BEDE'S CHAIR.

This curious relic is preserved in the vestry of the ancient church of Jarrow, two miles from South Shields, in the county of Durham. It is a large chair of oak, traditionally said to have been the seat of the VENERABLE BEDE, the pre-eminent boast of the monastery, a portion only of the church of which establishment remains at Jarrow. The chair is very rudely formed, and, with the exception of the back, is of great age. To have been possessed by Bede, it must be eleven hundred years old; but there is no precisely authentic testimony of its belonging to that learned writer. The Danes and Normans are said to have plundered the monastery of all its valuables; though it is reasonable to suppose, that the monks would preserve the seat of their principal with more reverential care, and attach to it more importance, than they would to any other article of furniture. Mr. Fosbroke, the diligent antiquarian, refers to it as Bede's Chair in accredited manner; that is, as taken for granted, or without note or comment of doubt.

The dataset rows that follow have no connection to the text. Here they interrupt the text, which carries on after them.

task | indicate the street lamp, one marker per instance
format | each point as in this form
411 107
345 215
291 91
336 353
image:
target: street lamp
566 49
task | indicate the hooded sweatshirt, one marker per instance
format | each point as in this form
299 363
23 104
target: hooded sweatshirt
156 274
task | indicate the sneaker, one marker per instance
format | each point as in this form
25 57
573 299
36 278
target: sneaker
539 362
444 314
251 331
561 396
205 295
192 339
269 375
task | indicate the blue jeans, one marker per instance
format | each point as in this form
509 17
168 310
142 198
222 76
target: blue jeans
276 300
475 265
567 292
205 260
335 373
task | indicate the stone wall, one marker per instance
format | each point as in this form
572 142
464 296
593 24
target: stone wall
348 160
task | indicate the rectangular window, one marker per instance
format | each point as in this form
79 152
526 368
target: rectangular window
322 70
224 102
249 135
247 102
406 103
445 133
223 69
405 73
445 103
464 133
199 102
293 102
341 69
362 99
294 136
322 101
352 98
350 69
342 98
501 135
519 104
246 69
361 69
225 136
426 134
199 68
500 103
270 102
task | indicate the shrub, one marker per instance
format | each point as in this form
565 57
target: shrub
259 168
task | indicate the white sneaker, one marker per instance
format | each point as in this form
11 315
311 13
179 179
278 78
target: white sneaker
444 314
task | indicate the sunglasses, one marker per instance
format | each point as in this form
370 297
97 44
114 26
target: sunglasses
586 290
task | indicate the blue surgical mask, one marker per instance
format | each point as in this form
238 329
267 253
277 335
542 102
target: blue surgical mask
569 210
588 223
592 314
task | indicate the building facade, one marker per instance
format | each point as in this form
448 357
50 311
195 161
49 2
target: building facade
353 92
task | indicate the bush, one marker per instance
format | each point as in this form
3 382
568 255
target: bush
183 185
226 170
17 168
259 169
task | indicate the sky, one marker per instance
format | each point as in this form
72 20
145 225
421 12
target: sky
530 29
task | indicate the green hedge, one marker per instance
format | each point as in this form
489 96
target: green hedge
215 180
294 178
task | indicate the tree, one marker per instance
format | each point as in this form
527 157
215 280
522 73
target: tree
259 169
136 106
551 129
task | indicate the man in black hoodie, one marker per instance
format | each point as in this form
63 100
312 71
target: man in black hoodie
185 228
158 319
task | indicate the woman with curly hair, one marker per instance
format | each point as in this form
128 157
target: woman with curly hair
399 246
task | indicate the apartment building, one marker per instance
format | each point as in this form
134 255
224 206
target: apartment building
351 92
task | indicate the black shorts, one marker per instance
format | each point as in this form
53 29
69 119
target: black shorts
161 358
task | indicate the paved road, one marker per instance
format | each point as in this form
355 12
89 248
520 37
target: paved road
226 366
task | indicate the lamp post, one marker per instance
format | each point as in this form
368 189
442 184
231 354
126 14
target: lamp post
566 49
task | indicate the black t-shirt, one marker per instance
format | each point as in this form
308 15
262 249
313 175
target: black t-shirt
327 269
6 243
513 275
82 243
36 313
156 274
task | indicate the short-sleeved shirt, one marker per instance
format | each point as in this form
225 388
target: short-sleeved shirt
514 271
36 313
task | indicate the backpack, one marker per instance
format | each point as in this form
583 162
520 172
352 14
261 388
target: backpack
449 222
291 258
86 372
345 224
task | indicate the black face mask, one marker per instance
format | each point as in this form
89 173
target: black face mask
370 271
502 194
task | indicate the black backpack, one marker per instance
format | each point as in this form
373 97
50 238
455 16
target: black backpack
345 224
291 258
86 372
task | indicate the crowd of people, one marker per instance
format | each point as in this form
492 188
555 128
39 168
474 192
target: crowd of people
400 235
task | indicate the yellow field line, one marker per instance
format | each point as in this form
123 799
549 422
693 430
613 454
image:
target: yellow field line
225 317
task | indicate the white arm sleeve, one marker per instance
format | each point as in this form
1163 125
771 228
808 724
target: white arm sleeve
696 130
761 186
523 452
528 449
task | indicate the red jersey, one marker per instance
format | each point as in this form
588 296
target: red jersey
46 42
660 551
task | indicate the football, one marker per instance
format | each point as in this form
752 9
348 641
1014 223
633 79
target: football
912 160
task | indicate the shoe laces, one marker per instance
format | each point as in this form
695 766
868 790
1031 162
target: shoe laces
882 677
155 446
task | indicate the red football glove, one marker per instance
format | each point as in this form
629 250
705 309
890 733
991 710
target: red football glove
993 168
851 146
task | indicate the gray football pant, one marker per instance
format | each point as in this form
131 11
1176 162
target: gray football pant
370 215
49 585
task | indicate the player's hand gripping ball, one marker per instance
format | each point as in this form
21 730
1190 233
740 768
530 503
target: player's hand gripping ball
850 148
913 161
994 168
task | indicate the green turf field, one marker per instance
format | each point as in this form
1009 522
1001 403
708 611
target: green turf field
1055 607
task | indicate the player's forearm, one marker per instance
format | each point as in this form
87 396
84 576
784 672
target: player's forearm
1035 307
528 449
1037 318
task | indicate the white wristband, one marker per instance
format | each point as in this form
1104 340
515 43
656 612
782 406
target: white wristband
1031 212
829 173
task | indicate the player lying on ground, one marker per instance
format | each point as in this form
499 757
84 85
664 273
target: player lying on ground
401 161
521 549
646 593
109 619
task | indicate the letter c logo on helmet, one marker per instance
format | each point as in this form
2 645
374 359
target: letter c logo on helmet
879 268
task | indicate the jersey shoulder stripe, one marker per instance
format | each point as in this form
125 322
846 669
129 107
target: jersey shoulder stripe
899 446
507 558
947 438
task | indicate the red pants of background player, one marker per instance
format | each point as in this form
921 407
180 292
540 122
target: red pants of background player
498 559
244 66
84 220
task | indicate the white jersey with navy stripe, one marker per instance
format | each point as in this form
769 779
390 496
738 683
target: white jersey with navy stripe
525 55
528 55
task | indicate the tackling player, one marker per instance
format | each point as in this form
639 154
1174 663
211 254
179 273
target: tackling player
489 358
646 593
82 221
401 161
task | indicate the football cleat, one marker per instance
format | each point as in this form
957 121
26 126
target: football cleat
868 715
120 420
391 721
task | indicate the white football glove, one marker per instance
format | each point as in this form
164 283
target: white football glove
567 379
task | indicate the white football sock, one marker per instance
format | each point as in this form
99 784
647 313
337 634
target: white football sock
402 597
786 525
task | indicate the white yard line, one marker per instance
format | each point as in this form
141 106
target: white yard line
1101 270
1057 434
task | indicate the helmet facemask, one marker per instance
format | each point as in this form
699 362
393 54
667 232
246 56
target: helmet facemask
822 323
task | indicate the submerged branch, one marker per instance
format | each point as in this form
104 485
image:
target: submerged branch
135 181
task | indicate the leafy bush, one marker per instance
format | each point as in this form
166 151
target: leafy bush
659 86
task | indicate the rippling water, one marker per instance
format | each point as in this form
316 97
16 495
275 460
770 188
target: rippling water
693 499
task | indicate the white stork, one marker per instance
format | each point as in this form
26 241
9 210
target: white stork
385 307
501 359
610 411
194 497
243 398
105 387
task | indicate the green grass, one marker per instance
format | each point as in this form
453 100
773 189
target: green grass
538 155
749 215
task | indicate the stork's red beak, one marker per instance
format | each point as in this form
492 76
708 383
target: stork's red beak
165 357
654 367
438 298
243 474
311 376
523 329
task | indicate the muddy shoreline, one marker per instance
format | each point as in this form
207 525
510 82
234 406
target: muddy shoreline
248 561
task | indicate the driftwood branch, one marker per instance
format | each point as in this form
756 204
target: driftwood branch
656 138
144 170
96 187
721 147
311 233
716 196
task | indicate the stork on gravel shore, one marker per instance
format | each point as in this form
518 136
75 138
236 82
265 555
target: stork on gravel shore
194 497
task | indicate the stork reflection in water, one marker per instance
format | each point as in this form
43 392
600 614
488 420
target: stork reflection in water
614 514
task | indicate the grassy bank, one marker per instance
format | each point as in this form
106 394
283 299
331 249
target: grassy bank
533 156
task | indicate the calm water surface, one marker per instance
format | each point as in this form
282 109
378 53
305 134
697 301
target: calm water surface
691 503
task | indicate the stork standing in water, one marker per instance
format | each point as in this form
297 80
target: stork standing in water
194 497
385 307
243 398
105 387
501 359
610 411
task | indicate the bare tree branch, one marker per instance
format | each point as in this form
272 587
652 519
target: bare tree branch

Venerable Bede was born at Wearmouth, A.D. 672, only a few years after the introduction of Christianity into Northumberland. When seven years of age, he was received into the monastery of his native place, where his infant mind acquired the rudiments of that knowledge which has rendered his memory immortal. When only nineteen, he was ordained deacon; and, even at that early age, was regarded as exemplary for his piety and studious life: he was subsequently removed to the new foundation at Jarrow, where he continued to study throughout a long life. The results of his monastic seclusion furnish a bright page even in these dark ages. "Such was the authority of his writings, that, though only a humble monk in the most remote, barbarous, and recently converted of the Saxon principalities, he attained (what was even then) the singular honour of being the most celebrated writer of Christendom for more centuries than one."[5] His great work is entitled, an "Ecclesiastical History," detailing ecclesiastical with civil events; which was, indeed, inevitable, when the ecclesiastics were the only men of knowledge. Bede believed in miraculous interpositions, and honestly related them; nevertheless, our obligations to his industry are invaluable. To him we owe all our knowledge of English history, from the landing of the Saxons in Kent to his time, (nearly three centuries,) and all our certain information respecting the various tribes who then inhabited the island: from him it is apparent that the work called the Saxon Chronicle copies long passages. Bede also translated St. John's Gospel into English; and it is said, that a copy of some of St. Paul's Epistles, in Bede's handwriting, is still preserved in the library of Trinity College, Cambridge. His works, published at Basle, extend to eight folio volumes.

Bede died May 26, 735, in the sixty-third year of his age. He was first buried in his own monastery, but his remains were afterwards removed, and interred in Durham cathedral; and, being subsequently canonized, he was enrolled in the Romish calendar of saints. His character is thus drawn by William of Malmsbury:—"He was a man, that, although born in the extreme corner of the world, yet the light of his learning spread over all parts of the earth. All the hours which he had to spare from the monastic exercises of prayer, and singing in the choirs by day and night, (in which he was constant, and very devout,) he most diligently spent in study, and divided his whole time between that and his devotions."

The Chair is not the only memorial of Bede preserved in this neighbourhood. About one mile west of Jarrow is a Well, still called St. Bede's, to which it was customary, almost as late as the middle of the last century, to convey diseased children, and, after dropping in a crooked pin, to dip them for the recovery of their health: round the Well, also, on every Midsummer Eve, was a great resort of the neighbouring people, with bonfires, music, and dancing. The mystical properties of the Well are not of difficult solution: since it was reasonable enough to associate the restorative effects of cold bathing with sanctity; and the rejoicings at the spring were indicative of the gladness of the people, in connexion with a name endeared to them, by the wisdom, virtue, and benevolence, of its possessor.